Marsden Philip M, Puvanendrampillai Dushyanthan, Mitchell John B O, Glen Robert C
Unilever Centre for Molecular Science Informatics, Department of Chemistry, University of Cambridge, Lensfield Road, Cambridge CB2 1EW, UK.
Org Biomol Chem. 2004 Nov 21;2(22):3267-73. doi: 10.1039/B409570G. Epub 2004 Sep 27.
We have investigated the performance of five well known scoring functions in predicting the binding affinities of a diverse set of 205 protein-ligand complexes with known experimental binding constants, and also on subsets of mutually similar complexes. We have found that the overall performance of the scoring functions on the diverse set is disappointing, with none of the functions achieving r(2) values above 0.32 on the whole dataset. Performance on the subsets was mixed, with four of the five functions predicting fairly well the binding affinities of 35 proteinases, but none of the functions producing any useful correlation on a set of 38 aspartic proteinases. We consider two algorithms for producing consensus scoring functions, one based on a linear combination of scores from the five individual functions and the other on averaging the rankings produced by the five functions. We find that both algorithms produce consensus functions that generally perform slightly better than the best individual scoring function on a given dataset.

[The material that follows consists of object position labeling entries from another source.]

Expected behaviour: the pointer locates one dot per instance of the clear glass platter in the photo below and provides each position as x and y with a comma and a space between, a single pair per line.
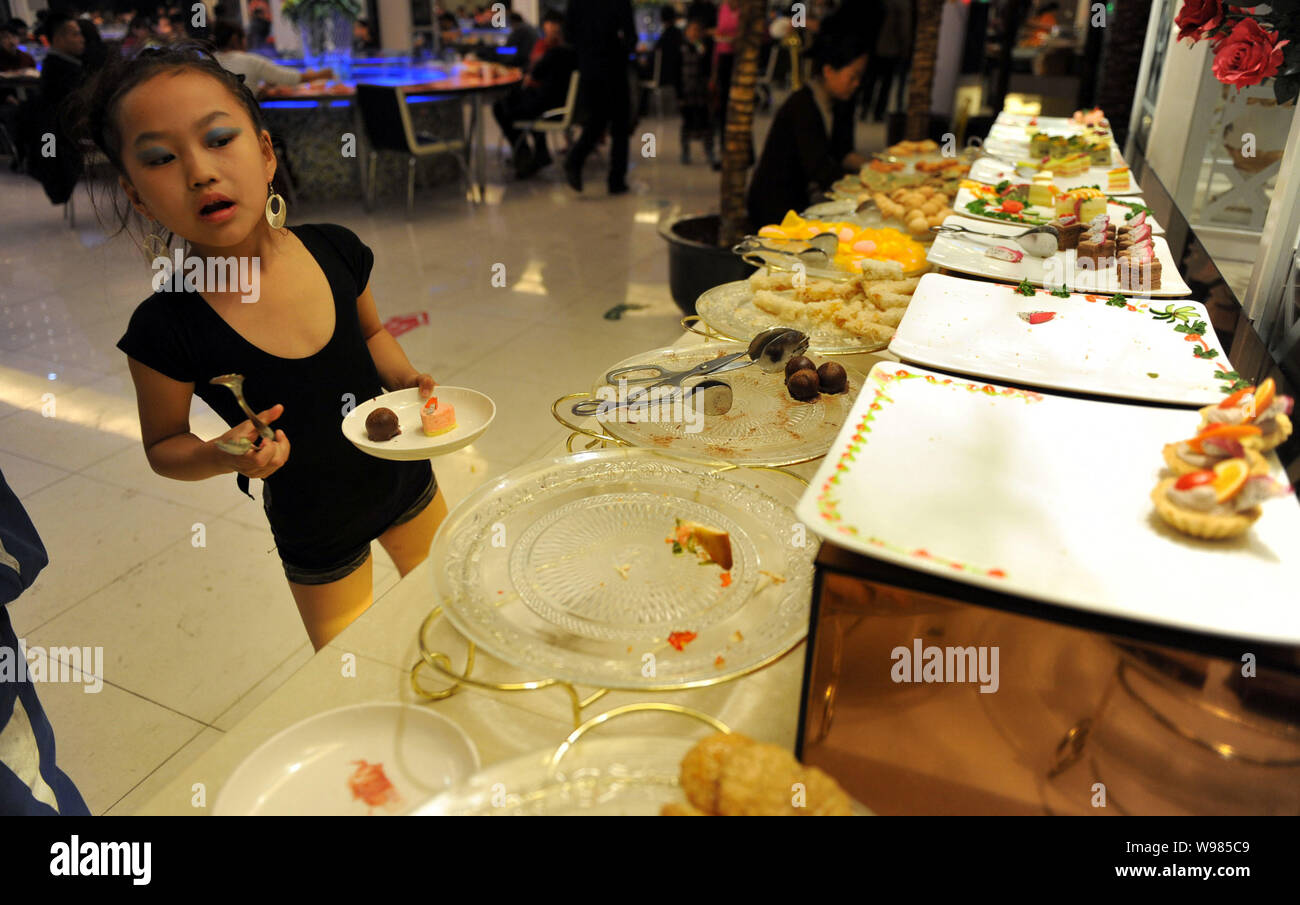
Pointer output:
563, 567
623, 776
765, 425
729, 311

我们研究了五种著名评分函数在预测205种具有已知实验结合常数的不同蛋白质-配体复合物结合亲和力方面的表现,以及在相互相似复合物子集上的表现。我们发现,评分函数在整个数据集上的总体表现令人失望,没有一个函数在整个数据集上的r(2)值高于0.32。在子集上的表现参差不齐,五个函数中有四个能较好地预测35种蛋白酶的结合亲和力,但没有一个函数能在一组38种天冬氨酸蛋白酶上产生任何有用的相关性。我们考虑了两种生成共识评分函数的算法,一种基于五个单独函数得分的线性组合,另一种基于对五个函数产生的排名进行平均。我们发现,这两种算法生成的共识函数在给定数据集上的总体表现通常略优于最佳的单个评分函数。